For some, Baylor seems the natural choice

From left to right, my sister Jennifer Ryals Ramsey; her twin daughters Mallory and Meredith Ramsey; our mom Terry Terracino Ryals Newkirk; my daughter Arden McCormack and myself, Gretchen Ryals McCormack. Courtesy Photo
Back row left to right are Arden, me, my husband Sandy McCormack; and our oldest son Wes; in front are our son Brandal; and Clark, current Baylor junior.
Courtesy Photo

By Mallory Hisler

Many school traditions start freshman year at Baylor, such as Line Camp, Welcome Week, learning the stories of the Immortal Ten and running the Baylor Line with a line jersey and slime cap. Some traditions, however, start long before students even think about applying to college. Some Baylor students are born into Baylor families.

Two Baylor students, Houston siblings Clark and Arden McCormack, are examples of just that. Their older brothers, Wes and Brandal, their parents, Gretchen Ryals McCormack and Sandy McCormack, and their maternal grandmother, Terry Terracino Ryals Newkirk, all attended Baylor.

The McCormack siblings’ aunt, Jennifer Ryals Ramsey, graduated from Baylor as well, and Jennifer’s daughters (their cousins), Mallory and Meredith are both juniors at Baylor.

To top it off, Clark and Arden’s paternal grandmother also attended Baylor. Clark is a junior and Arden is a freshman.

From left to right, my sister Jennifer Ryals Ramsey; her twin daughters Mallory and Meredith Ramsey; our mom Terry Terracino Ryals Newkirk; my daughter Arden McCormack and myself, Gretchen Ryals McCormack. Courtesy Photo

Their mother, Gretchen, remembers being raised in a Baylor household, even though it was only the alma mater of one parent.

“My dad didn’t even go to Baylor, but he is what you would call an ‘alumni-by-choice,’” Gretchen said. “He had no real allegiance to his school, so he took up Baylor as his own.”

Growing up, Gretchen’s family took her to homecoming and sporting events, and when it came time for her to decide on a school, they made their opinion clear.

“When I was in high school and thinking about college, my parents said, ‘If you want to go to Baylor, we’ll pay your way. If you go anywhere else, you’re on your own,’” she said. Whether or not her parents would have followed through with what they said, Gretchen said she was glad she came to Baylor all the same. She didn’t, however, use the same approach with her children’s choice.

McCormack family tree of Baylor alumni

“Obviously, we exposed them to Baylor, but they each were drawn to Baylor for different reasons,” Gretchen said. “They came on their own.”

Both of Gretchen’s youngest children echoed her sentiment.

Arden McCormack, the youngest in the family and the last of the third generation to attend Baylor, said although her parents brought him up around Baylor culture, attending all sorts of functions at the university, she did not feel pushed to attend Baylor.

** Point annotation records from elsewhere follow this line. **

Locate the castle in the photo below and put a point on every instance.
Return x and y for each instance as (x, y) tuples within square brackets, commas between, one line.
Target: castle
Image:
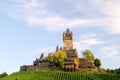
[(71, 61)]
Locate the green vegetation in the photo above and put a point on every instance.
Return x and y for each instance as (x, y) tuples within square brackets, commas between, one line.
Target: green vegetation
[(59, 58), (97, 62), (87, 54), (3, 74), (60, 76)]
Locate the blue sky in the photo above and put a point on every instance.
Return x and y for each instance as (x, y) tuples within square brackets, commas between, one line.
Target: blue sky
[(30, 27)]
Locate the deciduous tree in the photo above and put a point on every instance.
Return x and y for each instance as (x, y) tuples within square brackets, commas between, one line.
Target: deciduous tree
[(97, 62), (59, 56)]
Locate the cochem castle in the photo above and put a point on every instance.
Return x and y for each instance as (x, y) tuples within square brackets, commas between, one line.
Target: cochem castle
[(71, 61)]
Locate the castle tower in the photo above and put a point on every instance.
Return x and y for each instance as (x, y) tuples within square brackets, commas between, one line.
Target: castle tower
[(67, 40)]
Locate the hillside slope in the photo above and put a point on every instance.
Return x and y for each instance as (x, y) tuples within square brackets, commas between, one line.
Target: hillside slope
[(59, 76)]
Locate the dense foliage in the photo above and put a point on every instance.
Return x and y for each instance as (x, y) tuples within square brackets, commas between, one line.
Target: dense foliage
[(97, 62), (3, 74), (87, 54), (59, 58), (60, 76)]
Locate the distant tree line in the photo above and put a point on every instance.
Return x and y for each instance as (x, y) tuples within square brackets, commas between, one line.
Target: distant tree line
[(3, 74)]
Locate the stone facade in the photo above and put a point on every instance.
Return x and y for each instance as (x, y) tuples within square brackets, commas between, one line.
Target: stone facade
[(71, 61)]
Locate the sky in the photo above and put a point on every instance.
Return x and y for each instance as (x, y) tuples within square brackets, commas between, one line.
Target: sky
[(31, 27)]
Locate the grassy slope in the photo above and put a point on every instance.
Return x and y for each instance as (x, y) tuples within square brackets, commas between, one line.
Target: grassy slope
[(59, 76)]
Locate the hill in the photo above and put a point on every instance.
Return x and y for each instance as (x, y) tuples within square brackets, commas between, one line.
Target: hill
[(60, 76)]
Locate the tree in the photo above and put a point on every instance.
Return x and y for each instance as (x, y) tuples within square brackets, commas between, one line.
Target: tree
[(97, 62), (3, 74), (87, 54), (50, 57), (59, 58), (42, 56)]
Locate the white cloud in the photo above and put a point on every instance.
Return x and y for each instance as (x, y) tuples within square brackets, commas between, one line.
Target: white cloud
[(109, 51), (86, 41), (111, 9), (35, 13)]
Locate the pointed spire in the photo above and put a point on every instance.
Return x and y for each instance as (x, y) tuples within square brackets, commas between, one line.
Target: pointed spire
[(68, 32), (61, 48), (57, 48)]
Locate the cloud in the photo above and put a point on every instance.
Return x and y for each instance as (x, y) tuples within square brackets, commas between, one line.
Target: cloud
[(87, 40), (38, 13), (35, 13), (111, 9), (109, 51)]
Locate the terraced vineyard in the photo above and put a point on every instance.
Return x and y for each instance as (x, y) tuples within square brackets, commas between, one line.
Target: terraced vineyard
[(59, 76)]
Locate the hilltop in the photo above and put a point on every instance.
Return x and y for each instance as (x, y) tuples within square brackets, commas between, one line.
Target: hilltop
[(47, 75)]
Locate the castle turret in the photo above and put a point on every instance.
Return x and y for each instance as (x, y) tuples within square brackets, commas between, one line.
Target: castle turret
[(67, 40)]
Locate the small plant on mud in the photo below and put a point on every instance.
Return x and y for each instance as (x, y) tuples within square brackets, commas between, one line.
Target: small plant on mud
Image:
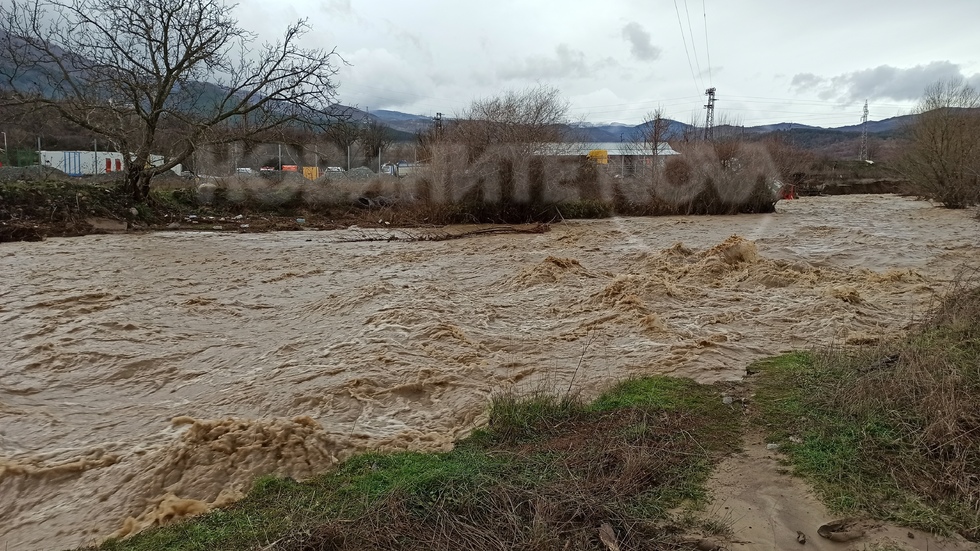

“I did look at other schools,” Arden said. “But what drew me back to Baylor didn’t have anything to do with my family. It was just the Lord having a divine plan for my life. I just knew that Baylor could help me chart my own course and decide who I am and who the Lord wants me to be.”

Arden’s brother Clark said he has fond memories of his parents bringing him back to the school where they met.

“Whether the floats, football games, Pigskin — whatever — I knew that homecoming was always a fun time,” Clark said. “Just being a part of it and knowing that I was a part of the big Baylor family was awesome.”

Gretchen said it was an easy decision for her to support her children going to Baylor, because there was so much to love about it.

“For our family, the things that we appreciate about Baylor are the strong academics, Christian heritage, Christian environment and the integrity of the university,” Gretchen said. “We just feel like it has everything to offer in a personal environment.”

Through her years as a Bear, Gretchen has noticed some changes in the university, but said she thinks its religious heritage has remained strong.

“They [Baylor] allow a lot more things. They have had to adapt and change,” she said. “I think they’ve done a great job to align with the changes in society and yet maintain their Christian background.” Arden decided the atmosphere was right for her as well, after visiting Baylor in high school.

“When I came to premiere when I was a junior, I realized that this was the place that I needed to be, and the place that was going to foster my growth and development,” Arden said. “Baylor was a place where I could build relationships for the rest of my life.”

Recently, the McCormacks made a big move to build their bond with Baylor. When Arden graduated from high school, the family sold their home in Houston and moved to Waco.

“For a number of years, we just had this draw to come back to Waco,” Gretchen said.

Gretchen and Sandy lived in Waco for the first four years of their marriage but moved to Houston before the birth of their son Wes in order to be close to Gretchen’s parents. When the last of their children graduated high school, Gretchen said they both decided it was time to return.

“We just thought, well, in future years, when we want to get together and see our kids and future grandkids, we will always have Waco,” she said.

Although some students might be apprehensive about their parents following them to school, Clark has a positive view and said he plans on continuing the Baylor legacy with his own family someday. “Now that my parents live here, it is going to be easier to bring my kids and family back,” he said, “like my parents did.”